The practical stake is simple: if they’re right, Live Nation gets a new flagship that stands apart in an increasingly competitive U.K. festival market. If they’re wrong, they’ve spent credibility and capacity on a brand new “home” concept in a crowded landscape. Mertens frames the “why now” through two forces. First, she points to growth in country music consumption: a recent Music Week report says U.K. country consumption rose 10.9% last year across streaming platforms, described as the fastest-growing market in the world. Second, she argues streaming changes behavior. Fans are less locked into tastemaker-driven silos, so genre boundaries loosen as discovery gets freer.
So what is State Fayre actually selling, besides the music? The experience is engineered like a U.S. county fair meets a U.K. festival, down to the spelling. Mertens describes experiential elements meant to “give the festival a lot of character,” including an arcade bar, an ax-throwing “ins,” amusement rides and a big wheel. There’s also a spa area installed for weekend campers, and flags and bespoke bunting to dress the grounds. This matters because festival differentiation in the U.K. often comes down to vibe. When you’re competing with established events, identity is not optional.
Live Nation is also leaning hard into food as a strategic backbone. State Fayre’s food strip, The Fume Pit, hosts dozens of BBQ traders, designed to evoke the easygoing spirit of U.S. state fairgrounds. Shared picnic tables, open grills, and a deliberately informal layout encourage visitors to linger and drift between food and entertainment throughout the day. Mertens even calls the food the “fourth headliner” of the event. That’s a big signal for executives: in a market where lineup headlines get copied, the day’s movement pattern, dwell time and spend are where events win.
The lineup itself is structured to support the “blend” claim. In Mertens’s telling, other U.K. festivals lean multi-genre, but State Fayre is aiming to combine three distinct sounds into one integrated whole. She contrasts it with Download, a Live Nation event in Leicestershire that remains primarily anchored in heavy metal and hardcore. Alongside Kings of Leon, Alanis Morissette and The Lumineers, other names include Kingfishr, Dylan Gossett and Orville Peck. The point is not just variety. It’s genre adjacency, with artists and audiences that can overlap because they’re sonically similar or directly inspired by one another.
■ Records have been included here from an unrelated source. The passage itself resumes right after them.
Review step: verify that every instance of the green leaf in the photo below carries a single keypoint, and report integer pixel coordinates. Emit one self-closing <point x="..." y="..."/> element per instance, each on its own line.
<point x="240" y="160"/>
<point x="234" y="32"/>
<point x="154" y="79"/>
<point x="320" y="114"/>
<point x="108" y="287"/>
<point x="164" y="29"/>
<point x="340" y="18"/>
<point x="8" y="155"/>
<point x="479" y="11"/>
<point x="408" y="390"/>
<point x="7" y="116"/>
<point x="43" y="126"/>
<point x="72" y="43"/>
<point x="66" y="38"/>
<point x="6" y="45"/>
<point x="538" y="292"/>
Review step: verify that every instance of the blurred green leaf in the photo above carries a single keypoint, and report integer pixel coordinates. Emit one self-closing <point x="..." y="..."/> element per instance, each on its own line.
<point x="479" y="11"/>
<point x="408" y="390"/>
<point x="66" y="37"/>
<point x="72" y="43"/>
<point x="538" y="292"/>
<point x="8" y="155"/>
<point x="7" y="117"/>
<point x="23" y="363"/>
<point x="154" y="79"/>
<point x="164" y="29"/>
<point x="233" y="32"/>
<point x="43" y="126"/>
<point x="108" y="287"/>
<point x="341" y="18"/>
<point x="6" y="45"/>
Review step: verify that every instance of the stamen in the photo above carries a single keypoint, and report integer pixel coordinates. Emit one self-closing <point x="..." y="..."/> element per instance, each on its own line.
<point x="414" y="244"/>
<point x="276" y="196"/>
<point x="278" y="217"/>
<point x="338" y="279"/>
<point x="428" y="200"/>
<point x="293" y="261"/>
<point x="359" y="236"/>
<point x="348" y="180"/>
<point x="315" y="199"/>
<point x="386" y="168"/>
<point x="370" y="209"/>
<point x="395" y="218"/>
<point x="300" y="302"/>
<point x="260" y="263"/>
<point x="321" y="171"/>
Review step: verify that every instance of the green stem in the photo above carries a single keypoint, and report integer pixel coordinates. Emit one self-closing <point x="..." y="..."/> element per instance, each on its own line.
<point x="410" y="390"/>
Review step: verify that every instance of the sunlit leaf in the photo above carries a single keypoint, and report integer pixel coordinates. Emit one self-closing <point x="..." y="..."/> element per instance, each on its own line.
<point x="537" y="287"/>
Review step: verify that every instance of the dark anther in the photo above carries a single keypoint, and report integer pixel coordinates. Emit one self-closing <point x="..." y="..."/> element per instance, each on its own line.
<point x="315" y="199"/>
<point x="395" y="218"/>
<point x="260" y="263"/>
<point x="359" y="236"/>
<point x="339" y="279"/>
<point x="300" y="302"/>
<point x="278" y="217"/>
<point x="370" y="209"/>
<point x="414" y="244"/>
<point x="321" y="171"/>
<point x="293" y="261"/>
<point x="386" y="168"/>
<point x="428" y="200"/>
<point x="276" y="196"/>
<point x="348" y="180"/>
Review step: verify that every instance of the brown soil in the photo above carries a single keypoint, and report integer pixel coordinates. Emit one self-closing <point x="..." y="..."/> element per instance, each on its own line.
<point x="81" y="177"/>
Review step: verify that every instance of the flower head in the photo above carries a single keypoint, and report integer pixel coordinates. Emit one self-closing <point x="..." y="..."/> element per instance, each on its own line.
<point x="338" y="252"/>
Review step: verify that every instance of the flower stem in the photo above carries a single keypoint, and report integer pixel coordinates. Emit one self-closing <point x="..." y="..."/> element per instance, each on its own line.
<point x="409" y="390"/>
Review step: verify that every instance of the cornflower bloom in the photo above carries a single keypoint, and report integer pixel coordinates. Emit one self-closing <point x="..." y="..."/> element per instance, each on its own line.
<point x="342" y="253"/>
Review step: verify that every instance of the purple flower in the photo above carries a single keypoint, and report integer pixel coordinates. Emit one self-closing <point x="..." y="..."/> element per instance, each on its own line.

Mertens also shares a booking lesson that should interest anyone tracking demand signals. She says Buffalo Traffic Jam surprised her. When they were first booked, they were set to have their first U.K. shows and would be relatively small at the time, with no certainty around demand. Since then, she says the band “really took off,” leading to headline dates around the festival and a return next year. She adds the team is excited to see them play on Sunday. That’s a reminder that festival demand can accelerate post-booking, especially when the surrounding market narrative is shifting. In other words: streaming-driven discovery and genre-crossing can translate into real-world ticket pull faster than static assumptions would suggest.
There is also a career-level subtext here for people inside touring and live strategy. Mertens sits as a member on the Country Music Association board, and she says she has been focused on turning the nation’s growing appetite for roots-influenced music into a large-scale live proposition. Her stated frustration was that there were country-specific events, but no real home for country inside an all-genre environment. State Fayre is her attempt to close that gap, while still building in classic rock credibility through the headliners and programming.
For executives watching what happens next, the strategic stakes are pretty clear. State Fayre is live June 26-28, occupying a former V Festival site, Hylands Park, with a 50,000-capacity footprint. It’s competing in a market where major festivals already do multi-genre programming, and it is trying to make “Americana and classic rock with fairground experiences” feel like a category of its own, not a one-off concept. If it works, the playbook could become a template: use streaming-driven genre loosening, combine adjacent music styles into a single identity, and treat food and on-site spaces as part of the marketing machine. If it doesn’t, Live Nation will learn, publicly and expensively, what U.K. festival audiences will not cross, even when the music is trending.